Collaboration may be the wave of the future, but unaffiliated scientists with innovative hypotheses can only take a novel concept so far with traditional funding. Some do benefit from the several initiatives designed to move candidates forward, but there will always be a competitive factor to those, with favorites, trends, and blind alleys. The traditional traits of the scientific profession will always be needed: independence, inquiry, diversity of opinion and approach, willingness to take risks or work outside the mainstream, and dogged hard work in the face of many set-backs and complications. Since one cannot know where answers will come from, a robust mixture of approaches, and hence organizations, must continue to be nurtured and supported.

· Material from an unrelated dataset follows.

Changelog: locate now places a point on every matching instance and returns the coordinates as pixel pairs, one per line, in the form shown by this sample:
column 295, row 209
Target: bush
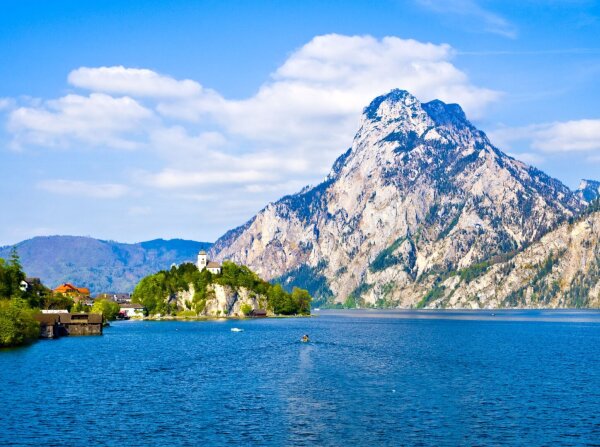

Perhaps the biggest obstacle to moving forward rapidly through large collaborative structures is the widening circle of parties who need to be involved. When big decisions take months or years, the possibility of smooth, let alone expedited, development becomes hugely problematic. While we may not have the resources, efficiencies and discipline of a private company, we need to work collectively to emulate that capability while still retaining the benefits of group and public process.
History and experience show that a generation of dedicated individuals has learned how to pull together in better ways. It may, however, take the next generation to outgrow us and demonstrate new thinking and greater flexibility. Those future leaders must be recruited, encouraged and given opportunities to step into leadership roles. Scientists who mature in collaborative environments are taking a broader, cross-disciplinary view more easily; increasing the chances for breakthrough discoveries.
Key Points.
The challenges of developing a preventive HIV vaccine engender organizational creativity
Clinical testing of HIV vaccines includes increased focus on the discovery research as compared to the standard licensure track
Multiple collaborative structures, both formal and informal, permeate the current HIV vaccine field
Acknowledgements
We thank Jennifer Brunet, Amapola Manrique, and Helene Zinszner for their contributions to the manuscript. We also thank Jose Esparza and Pat Fast for careful reading of the manuscript and many useful suggestions.
The Global HIV Vaccine Enterprise is funded by grants from the Bill and Melinda Gates Foundation and National Institute of Allergy and Infectious Diseases (NIAID-NIH).
Footnotes
Conflict of Interest
We declare that we have no conflicts of interest in the authorship or publication of this article.